5. Chambers, Jennie McCoy

Mary D. Dorward,

Field Worker

Jennie McCoy Chambers

A Biographical Sketch

From a personal Interview with the Subject.

(1530 East 14th Street; Tulsa, Okla.)

(The subject of this sketch was very difficult to interview, for, while she was very willing to talk, she is very deaf, is eighty-three years old, and her mind seems to wander.)

Jennie McCoy Chambers was born April 24, 1854, in the Koo-wee-skoo-wee (her spelling) district of the Cherokee Nation, near the town of now Claremore. The house, a log cabin, still stands. It is at the north end of Claremore Lake on Dog Creek, has two large rooms and a small room downstairs and a room upstairs. Has clapboard doors.

Mrs. McCoy is about half Cherokee (which she calls Cher o 'kee, just as she says Tahl ee 'quah), her mother, Mary Hicks, coming over the Trail of Tears from Alabama when a child. Her father, Joseph McCoy, was a rancher and the family lived on the place near Claremore until the Civil War when they went over near Saline, and "refugeed" in the Cherokee Nation until the close of the War. Evidently they did not remain at Saline because she said that she and her sister many times walked from Tahlequah to Fort Smith and back for supplies from the Government, and many times they almost starved.

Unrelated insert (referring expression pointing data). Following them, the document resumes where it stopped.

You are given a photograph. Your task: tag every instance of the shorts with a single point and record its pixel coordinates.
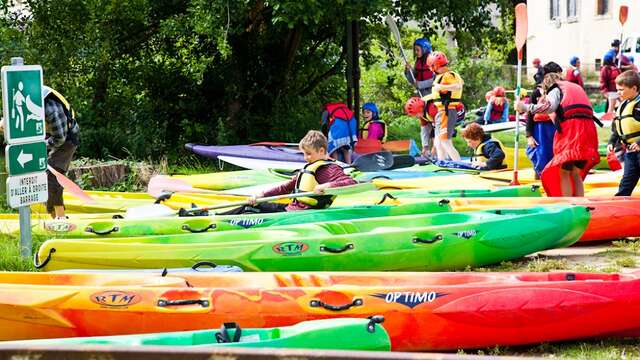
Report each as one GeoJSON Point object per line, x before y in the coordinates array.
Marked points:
{"type": "Point", "coordinates": [580, 164]}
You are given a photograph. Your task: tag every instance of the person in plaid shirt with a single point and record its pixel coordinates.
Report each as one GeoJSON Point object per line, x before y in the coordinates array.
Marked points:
{"type": "Point", "coordinates": [62, 141]}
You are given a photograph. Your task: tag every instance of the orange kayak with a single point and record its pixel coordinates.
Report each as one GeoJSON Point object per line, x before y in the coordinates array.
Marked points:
{"type": "Point", "coordinates": [423, 311]}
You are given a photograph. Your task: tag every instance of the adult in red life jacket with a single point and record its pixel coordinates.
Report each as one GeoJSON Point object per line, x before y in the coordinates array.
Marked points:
{"type": "Point", "coordinates": [608, 74]}
{"type": "Point", "coordinates": [342, 131]}
{"type": "Point", "coordinates": [540, 129]}
{"type": "Point", "coordinates": [575, 143]}
{"type": "Point", "coordinates": [420, 76]}
{"type": "Point", "coordinates": [573, 72]}
{"type": "Point", "coordinates": [497, 109]}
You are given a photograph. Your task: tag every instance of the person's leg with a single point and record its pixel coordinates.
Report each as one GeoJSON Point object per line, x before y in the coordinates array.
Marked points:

Her people sympathized with the Union.

Mrs. Chambers' grandfather and grandmother Hicks, together with her own mother, came in the emigrant train over the Trail. On the way they picked up to children who were lost. One, a boy whose people had all died of smallpox, came to them when they were encamped along a creek. He was known as S. S. Stevens and never knew but what he was an Indian. The other child was a little girl who knew no name but Polly. When she grew older she married and was known as Aunt Polly Myers.